Bone-Chilling Loneliness for Teens Gets Better
An important step to help teens cope with bone-chilling loneliness is to simply say that teens are lonely. We talk a lot about college essays, college searches and extracurricular activities. We talk about teens transitioning, gender fluidity, sexuality and dating. But, we don’t talk about loneliness. Loneliness runs deep; it’s not a passing or shallow feeling.
In a way, the “It Gets Better Project” articulated something we need to do with loneliness. It can help teens to know they are allowed to feel lonely and others do too. Even if they are smiling or seem like they have it all together, many teens feel the same way. By talking about loneliness, it becomes normalized like any developmental process.
How Parents (And Other Adults) Can Normalize Bone-Chilling Loneliness In Teens
Parents–and other adults in a teen’s life–can sometimes unintentionally add to this loneliness by assuming their teens don’t need as much attention as they did when they were younger. Or that teens don’t want them around. Or just, assuming they know how their teens are or who they are.

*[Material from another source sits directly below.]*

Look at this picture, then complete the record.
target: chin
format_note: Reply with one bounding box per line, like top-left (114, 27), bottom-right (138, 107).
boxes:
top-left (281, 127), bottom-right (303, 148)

Adults need to give space for all emotions even the ones that are inconvenient, uncomfortable, hard or painful. Getting to know a teen is to let them be emotional and letting them express the complexities of their emotions. Being a teen is fun, tricky, hard, painful, isolating and lonely. Teens may not know how to talk to adults and that is ok. Creating space to listen (where the parents’ anxiety or worry takes a back seat) can help ease this loneliness.
Loneliness can also be softened by asking questions and bugging teens in a soft way. How are adults contributing to a teen’s feeling of loneliness? Are you leading too much or getting in the way? Be curious without getting ego involved.

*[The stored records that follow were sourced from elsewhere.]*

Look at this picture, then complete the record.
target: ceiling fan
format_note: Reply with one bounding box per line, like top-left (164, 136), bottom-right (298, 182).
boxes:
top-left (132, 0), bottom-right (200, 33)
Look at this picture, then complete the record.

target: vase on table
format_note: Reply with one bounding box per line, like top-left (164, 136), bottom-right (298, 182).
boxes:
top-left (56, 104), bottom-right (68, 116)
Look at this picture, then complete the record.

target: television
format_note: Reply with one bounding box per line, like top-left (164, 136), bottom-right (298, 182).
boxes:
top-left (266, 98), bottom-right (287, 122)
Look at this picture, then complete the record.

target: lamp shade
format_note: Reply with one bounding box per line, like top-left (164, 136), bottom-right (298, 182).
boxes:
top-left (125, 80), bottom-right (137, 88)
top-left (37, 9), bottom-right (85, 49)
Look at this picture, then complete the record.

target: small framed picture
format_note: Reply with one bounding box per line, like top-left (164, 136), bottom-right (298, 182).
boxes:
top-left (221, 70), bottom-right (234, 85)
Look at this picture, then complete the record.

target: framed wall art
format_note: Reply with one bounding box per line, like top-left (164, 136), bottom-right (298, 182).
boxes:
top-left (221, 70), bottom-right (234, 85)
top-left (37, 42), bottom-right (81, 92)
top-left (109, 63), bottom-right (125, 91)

Therapy Can Help Teens With Bone-Chilling Loneliness
Therapy can help build a space where we can talk about bone-chilling loneliness together and go from there. It is amazing for teens to regularly see someone at the same time each week. That makes the world less lonely in itself.
The therapy room is a place where we can talk about this loneliness, as well as get close to a teen who is lonely. As odd as this might seem to the teen at first, it is good therapy to sit with a therapist who is ok with them feeling awkward, lonely, sad, nervous and isolated and won’t make them try to hide it. Therapy can also help parents and families talk about loneliness so it isn’t hidden. Loneliness can become less scary, overwhelming or inconvenient.
It is also helpful to have someone–a therapist–who is into exploring this loneliness without force. As a therapist, I can hang, talk and then, help teens talk about how they’re feeling. I might get there by talking about high school, a teen’s weekend upstate, music, philosophy, or books. In therapy, we build relationships together–we come up with ideas teens can try and way they can be in the world with less loneliness.